Friday, October 01, 2004

 

what do you want on a trashcan

i'm sleeping at 6:30 in the evening and the phone rings. it's jenny. i wrote her a letter telling her i'm leaving. and, i don't know, i supppose she doesn't want me to leave. she asked me why; i told her i'm sick of being alone being a foreigner. she asked other questions. where are you going when are you leaving what about your apartment. i don't know she never tells me anything about what she's feeling. if she were with me, i would stay. i would then have someone to share with which to share with which to share. with whom to share. and, lying there, i realized. it's not donna or eve or diana or anyone else i want it's jenny. it's not china, it's the fact that jenny isn't with me. i wrote her a letter from kunming and said "i can't wait to see you." she mistakenly thought i was saying goodbye. she wrote back: why? why? it's the only clue i have that my feelings are returned.

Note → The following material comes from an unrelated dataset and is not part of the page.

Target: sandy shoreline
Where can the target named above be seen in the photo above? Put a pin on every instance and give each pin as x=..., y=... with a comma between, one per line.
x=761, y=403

so what do i do? do i search for her in the middle of the night again? do i try to tell her on the phone? do i go back to the states? will i be any better? am i fucked for life? here's the food.

i keep replaying in my head the last scene from an officer and a gentleman. but maybe if i came to her work and tried to carry her off i'd be arrested.

shit, life ain't a movie. it certainly ain't a chick flick. i mean, it would be a stylish move but i gotta think of something original.

what the hell does that mean? what is original anyway? you want the woman, you take the woman. do you want the woman? (splitting personality in 2 for dramatic effect.)

drum roll please . . . i don't know. i guess that means no. huh? i guess that means i go home. i'm standing here writing this on a trashcan. funny what a full stomach can do. clear up your thinking. clear away your thinking. i'm gonna go do internet.